To invade a cell a virus recognizes and binds to the cell via a receptor molecule on the cell surface and then breaks in where once inside the viral genes are expressed, viral proteins are created and new virus particles are assembled and are ready to be released where in some cases the exiting viruses leave the host cell intact so it can continue cranking out more virus particles but sometimes the viruses cause the host cell to burst killing it.

Retroviruses are viruses that have an RNA genome and work backwards from how other viruses work where instead of using DNA to make RNA which is then used to make viral proteins, retroviruses insert RNA to make DNA using reverse transcriptase where this DNA then makes its way to the nucleus and inserts itself into the host cell’s DNA thus changing the genome of the host cell and HIV for example is a retrovirus that incorporates itself into the genome where it lives as a template for creating more HIV viruses.

Some viruses like HIV, measles and the herpes simplex virus can also spread directly between two cells that are in contact with each other in a process called cell to cell transmission where this is particularly insidious as it enables viruses to evade the body’s immune response and viruses that can spread in this way have genes that code for proteins that force host cells to fuse together allowing the viruses to jump from cell to cell.
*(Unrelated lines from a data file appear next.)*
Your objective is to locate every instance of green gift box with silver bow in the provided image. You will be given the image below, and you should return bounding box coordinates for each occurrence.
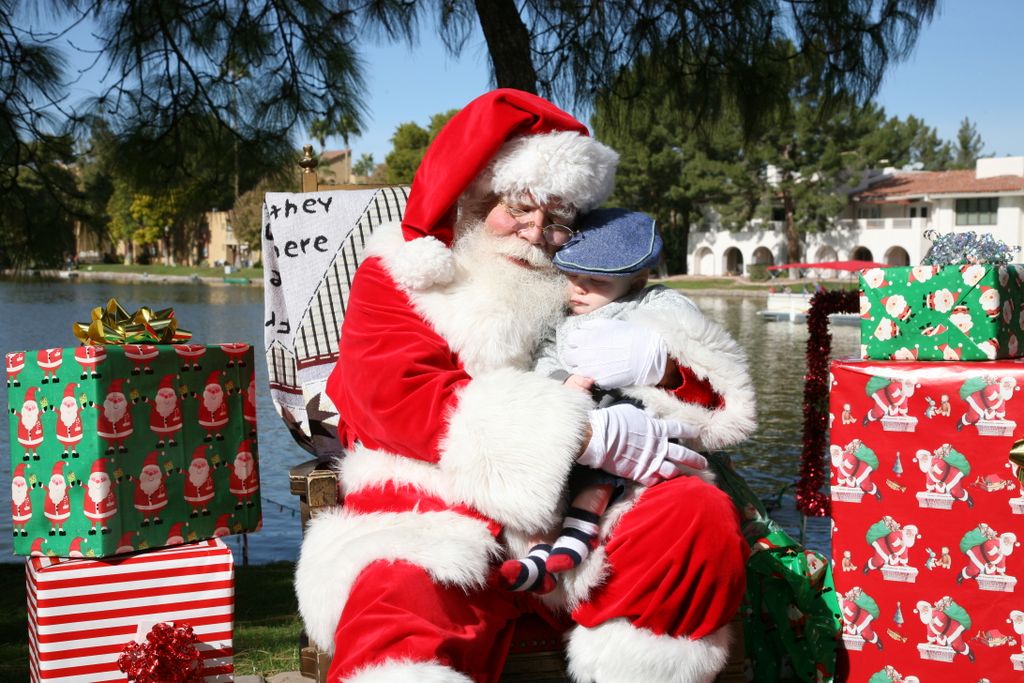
[860,263,1024,360]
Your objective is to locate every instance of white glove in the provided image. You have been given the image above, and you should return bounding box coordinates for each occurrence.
[561,318,669,389]
[577,403,708,486]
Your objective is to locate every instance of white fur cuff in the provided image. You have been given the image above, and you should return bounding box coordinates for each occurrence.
[568,618,731,683]
[440,370,591,533]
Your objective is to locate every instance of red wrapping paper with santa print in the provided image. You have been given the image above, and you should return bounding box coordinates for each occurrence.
[26,539,234,683]
[6,343,261,557]
[828,360,1024,683]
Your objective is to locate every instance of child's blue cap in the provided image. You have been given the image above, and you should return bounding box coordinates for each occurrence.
[553,209,662,275]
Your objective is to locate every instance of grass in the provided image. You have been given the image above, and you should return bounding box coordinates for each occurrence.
[79,263,263,280]
[0,562,302,683]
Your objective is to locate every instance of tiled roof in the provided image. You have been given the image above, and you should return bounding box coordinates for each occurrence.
[855,170,1024,202]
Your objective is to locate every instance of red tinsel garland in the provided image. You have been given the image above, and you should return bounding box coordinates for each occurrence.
[797,291,860,517]
[118,624,203,683]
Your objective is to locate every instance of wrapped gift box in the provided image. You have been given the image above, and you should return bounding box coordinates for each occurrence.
[7,343,261,557]
[26,540,234,683]
[829,360,1024,683]
[860,264,1024,360]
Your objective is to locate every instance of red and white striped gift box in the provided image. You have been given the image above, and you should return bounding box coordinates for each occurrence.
[26,539,234,683]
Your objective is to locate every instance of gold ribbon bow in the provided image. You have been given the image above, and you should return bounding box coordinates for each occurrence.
[74,299,191,344]
[1010,438,1024,485]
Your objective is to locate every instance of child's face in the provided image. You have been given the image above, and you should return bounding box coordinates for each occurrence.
[565,272,636,315]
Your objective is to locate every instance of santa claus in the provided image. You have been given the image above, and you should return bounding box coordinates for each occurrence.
[296,90,754,683]
[184,445,214,518]
[228,439,259,510]
[916,443,974,508]
[96,379,132,456]
[150,375,181,449]
[172,344,206,373]
[135,453,167,526]
[956,522,1019,584]
[10,387,43,460]
[199,370,228,442]
[125,344,160,375]
[242,374,256,438]
[4,351,25,387]
[56,382,82,459]
[82,458,118,536]
[956,376,1017,431]
[43,461,71,536]
[36,348,63,384]
[864,515,918,573]
[75,344,106,380]
[863,377,916,427]
[10,463,32,537]
[916,595,974,661]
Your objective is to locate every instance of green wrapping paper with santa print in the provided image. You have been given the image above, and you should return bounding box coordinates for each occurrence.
[6,343,261,558]
[860,263,1024,360]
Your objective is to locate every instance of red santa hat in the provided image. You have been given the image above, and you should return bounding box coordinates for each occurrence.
[389,88,618,287]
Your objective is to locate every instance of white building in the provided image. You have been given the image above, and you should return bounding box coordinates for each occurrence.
[687,157,1024,275]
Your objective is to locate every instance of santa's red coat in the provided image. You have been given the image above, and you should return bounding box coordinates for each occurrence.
[135,482,167,513]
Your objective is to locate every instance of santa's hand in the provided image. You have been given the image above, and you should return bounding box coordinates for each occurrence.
[561,319,669,389]
[578,404,708,485]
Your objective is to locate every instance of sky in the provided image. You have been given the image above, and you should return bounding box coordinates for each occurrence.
[54,0,1024,163]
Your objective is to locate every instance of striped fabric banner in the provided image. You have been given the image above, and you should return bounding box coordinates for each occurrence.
[26,539,234,683]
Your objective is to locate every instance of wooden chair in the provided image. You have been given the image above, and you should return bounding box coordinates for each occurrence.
[263,145,745,683]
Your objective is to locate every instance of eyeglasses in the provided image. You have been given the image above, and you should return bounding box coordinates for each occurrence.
[499,200,575,247]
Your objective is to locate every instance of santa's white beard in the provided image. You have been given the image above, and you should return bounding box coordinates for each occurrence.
[138,471,160,496]
[423,221,566,375]
[234,458,253,479]
[10,477,29,506]
[47,478,68,505]
[188,463,210,486]
[153,392,178,418]
[103,396,128,422]
[203,387,224,413]
[60,398,78,427]
[89,477,111,503]
[22,403,39,429]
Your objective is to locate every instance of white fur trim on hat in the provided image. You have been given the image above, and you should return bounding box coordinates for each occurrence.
[344,659,472,683]
[567,618,732,683]
[295,508,501,652]
[480,131,618,212]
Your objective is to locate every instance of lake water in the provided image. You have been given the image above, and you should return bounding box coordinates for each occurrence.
[0,274,859,563]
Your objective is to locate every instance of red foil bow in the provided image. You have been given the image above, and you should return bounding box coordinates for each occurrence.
[118,623,203,683]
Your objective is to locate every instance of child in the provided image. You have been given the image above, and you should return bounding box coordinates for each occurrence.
[501,209,679,593]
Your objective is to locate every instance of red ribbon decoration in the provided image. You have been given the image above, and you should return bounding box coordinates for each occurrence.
[118,623,203,683]
[797,291,860,517]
If retroviruses infect reproductive cells meaning the cells that produce eggs or sperm the virus inserts its DNA into the heritable genome of the host where once a retrovirus has embedded itself in this way it is known as an endogenous retrovirus which at first forces cells to make more retroviruses that can infect other cells but over the generations the viral DNA mutates and endogenous retroviruses eventually lose the ability to infect new cells.

Much of the viral DNA within our genomes is therefore thought to be dormant evidence of our ancestors past infections but nothing that affects us now but for some endogenous retroviruses the story is more complicated where scientists have realized that even after being disabled and no longer being able to fully replicate itself some retrovirus sequences can still make some of their proteins.
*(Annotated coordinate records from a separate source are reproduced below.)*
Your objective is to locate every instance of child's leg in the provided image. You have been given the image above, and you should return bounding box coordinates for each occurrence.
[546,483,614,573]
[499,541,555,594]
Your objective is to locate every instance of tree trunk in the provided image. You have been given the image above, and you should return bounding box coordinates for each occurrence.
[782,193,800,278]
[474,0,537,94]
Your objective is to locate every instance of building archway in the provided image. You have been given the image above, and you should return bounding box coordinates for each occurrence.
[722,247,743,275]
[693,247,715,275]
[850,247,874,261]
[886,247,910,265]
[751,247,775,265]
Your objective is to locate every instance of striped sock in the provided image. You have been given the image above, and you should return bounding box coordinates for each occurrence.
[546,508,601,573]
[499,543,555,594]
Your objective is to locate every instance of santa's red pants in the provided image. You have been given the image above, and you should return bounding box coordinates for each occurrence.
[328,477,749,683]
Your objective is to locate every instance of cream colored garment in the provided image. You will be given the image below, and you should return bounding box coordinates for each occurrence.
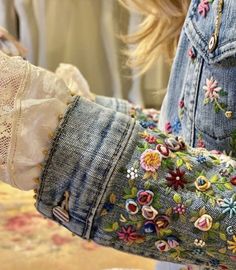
[0,52,77,190]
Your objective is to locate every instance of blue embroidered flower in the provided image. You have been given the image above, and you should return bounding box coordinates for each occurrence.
[209,258,220,267]
[139,121,157,129]
[220,196,236,218]
[171,117,182,134]
[197,155,206,164]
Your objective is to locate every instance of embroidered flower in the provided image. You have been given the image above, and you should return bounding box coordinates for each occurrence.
[227,234,236,253]
[165,137,181,151]
[198,0,210,17]
[194,239,206,247]
[179,99,184,109]
[143,221,156,234]
[139,121,157,129]
[140,149,161,173]
[197,154,206,164]
[142,205,158,220]
[230,176,236,186]
[166,168,187,190]
[137,190,154,205]
[166,235,179,248]
[125,199,139,215]
[154,216,170,231]
[219,154,236,168]
[173,203,186,215]
[220,196,236,218]
[194,175,211,192]
[145,135,157,144]
[127,167,138,179]
[188,48,196,60]
[117,226,139,244]
[155,240,170,252]
[203,77,222,102]
[194,214,213,232]
[171,117,182,134]
[156,144,170,158]
[165,122,172,134]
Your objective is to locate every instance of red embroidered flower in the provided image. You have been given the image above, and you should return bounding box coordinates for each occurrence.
[145,135,157,144]
[198,0,210,17]
[137,190,154,205]
[166,168,187,190]
[117,226,139,244]
[165,122,172,134]
[230,176,236,186]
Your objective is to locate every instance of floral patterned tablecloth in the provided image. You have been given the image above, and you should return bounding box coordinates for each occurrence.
[0,182,155,270]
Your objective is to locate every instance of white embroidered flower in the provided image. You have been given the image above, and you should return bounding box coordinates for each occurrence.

Over time two of these viral proteins became essential in human development where evolution co-opting viral genes for human needs with syncytin one and syncytin two being viral fusion proteins that originally enabled cell-to-cell viral transmission but were repurposed for placental development demonstrating evolution’s opportunistic use of available genetic material.

In viruses the syncytin proteins allow them to fuse host cells together so they can spread from one cell to another in the cell to cell viral transmission but now the proteins allow placental cells to fuse together to form the syncytiotrophoblast which is a structure that determines which substances cross the placenta such as nutrients and oxygen and which substances do not such as certain maternal hormones and toxins being both life-giving and protective.

Without syncytin the placenta does not form correctly and if it had never been introduced into the human gene pool the placenta would not have evolved as it is today where without it internal pregnancy would have developed very differently or perhaps not at all demonstrating that viral sequences act as raw material for new adaptations where lines of code that should be useless to us turned into something valuable.

Around five days after fertilization the embryo has differentiated into two distinct cell types being the inner cell mass which will develop into the fetus and eventually become the baby, and trophoblasts which will develop into the placenta and external membranes where around the seventh day the blastocyst starts to implant onto the uterine wall where it will remain attached until birth and at this point the syncytiotrophoblast starts to form around the developing placenta.

This reminds us that evolution has no plan where there is no single track on which it operates but rather it is a machine of randomness and variability and in all likelihood our history of past retroviral infections and even current ones will continue to shape our evolution as a species behind the scenes.